June 07, 2021
We know it would be too much to expect that New York Times reporters might have some knowledge of policies that the United States had in place twenty or even ten years ago. After all, that would require some memory or some knowledge of history.
Anyhow, for those of us who do have some memory, it was rather striking to see the first paragraph of an article reporting on the expected Senate approval of measures that are explicitly protectionist:
“Faced with an urgent competitive threat from China, the Senate is poised to pass the most expansive industrial policy legislation in U.S. history, blowing past partisan divisions over government support for private industry to embrace a nearly quarter-trillion-dollar investment in building up America’s manufacturing and technological edge.”
So now the United States faces an “urgent” competitive threat from China.
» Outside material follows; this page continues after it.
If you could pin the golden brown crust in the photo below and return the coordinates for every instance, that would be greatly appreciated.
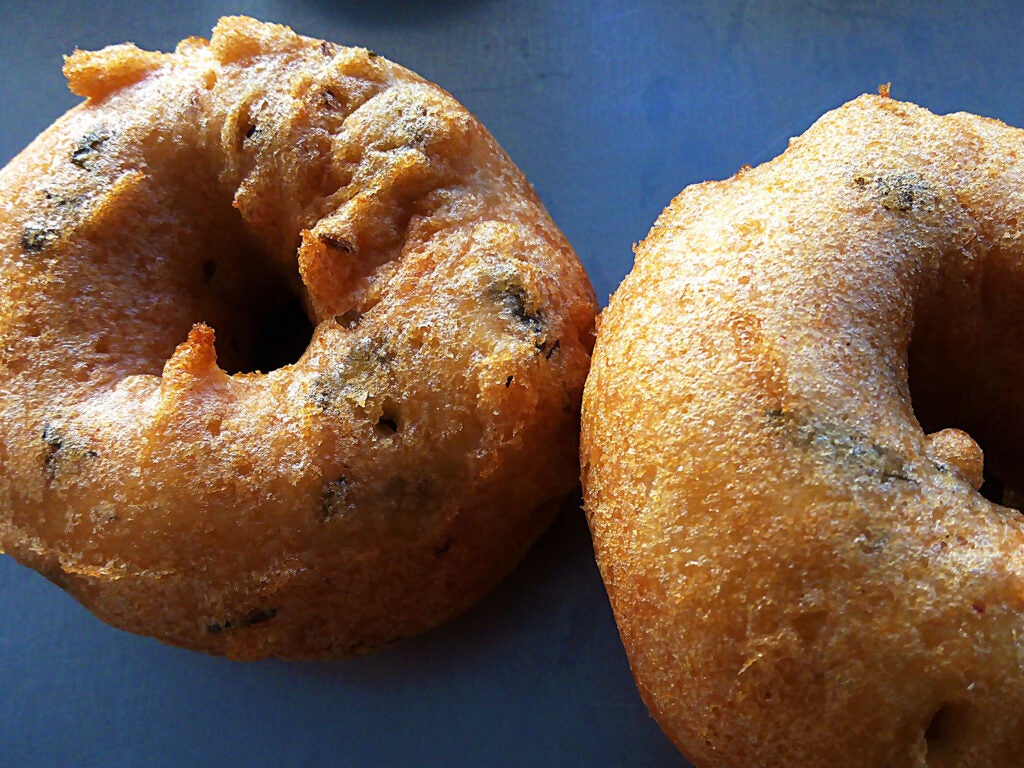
(801, 576)
(372, 489)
Note this this is a news story, not an opinion column.
This framing contrasts sharply with what we saw in the first decade of the century, when the United States was losing millions of manufacturing jobs to China. This led to the destruction of towns and cities across the Midwest, which were overwhelmingly dependent on these manufacturing jobs. Back then, this was simply a story of free trade benefiting the economy, not a problem of an urgent competitive threat.
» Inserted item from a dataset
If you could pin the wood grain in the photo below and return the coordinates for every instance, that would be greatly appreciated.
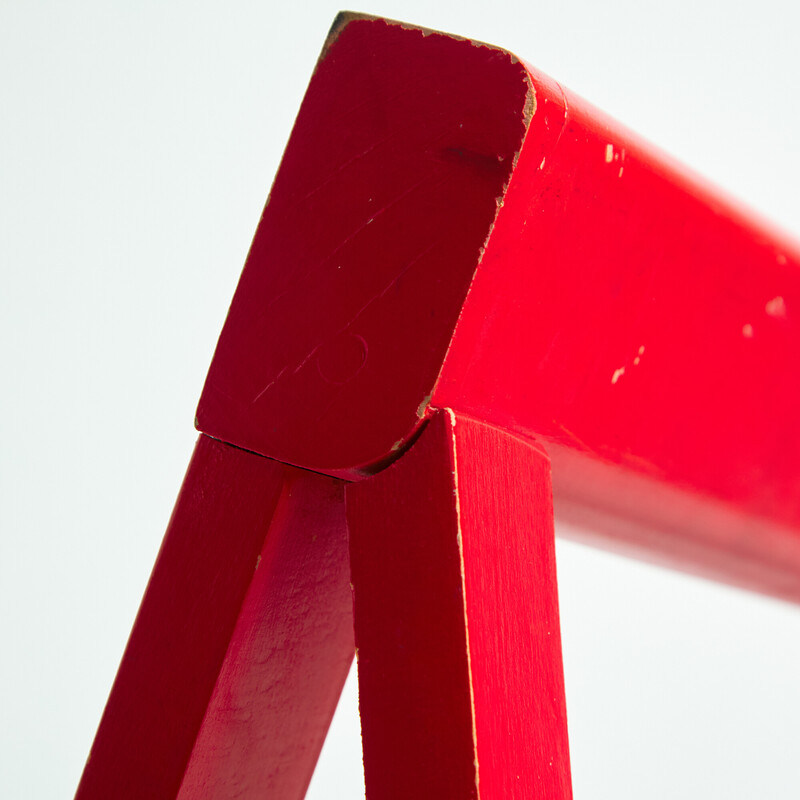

But now, when the jobs being subjected to competition are those of are most highly educated workers, software designers, biotech engineers and others with advanced degrees, free trade is no longer good. And, instead of U.S. companies like GE and Walmart benefiting from cheap Chinese labor, our leading tech companies are worried about going head-to-head with more efficient Chinese competitors.
We can all see why there would be urgency now. Oh well, this should help sustain the market for hand-wringing books and articles about inequality.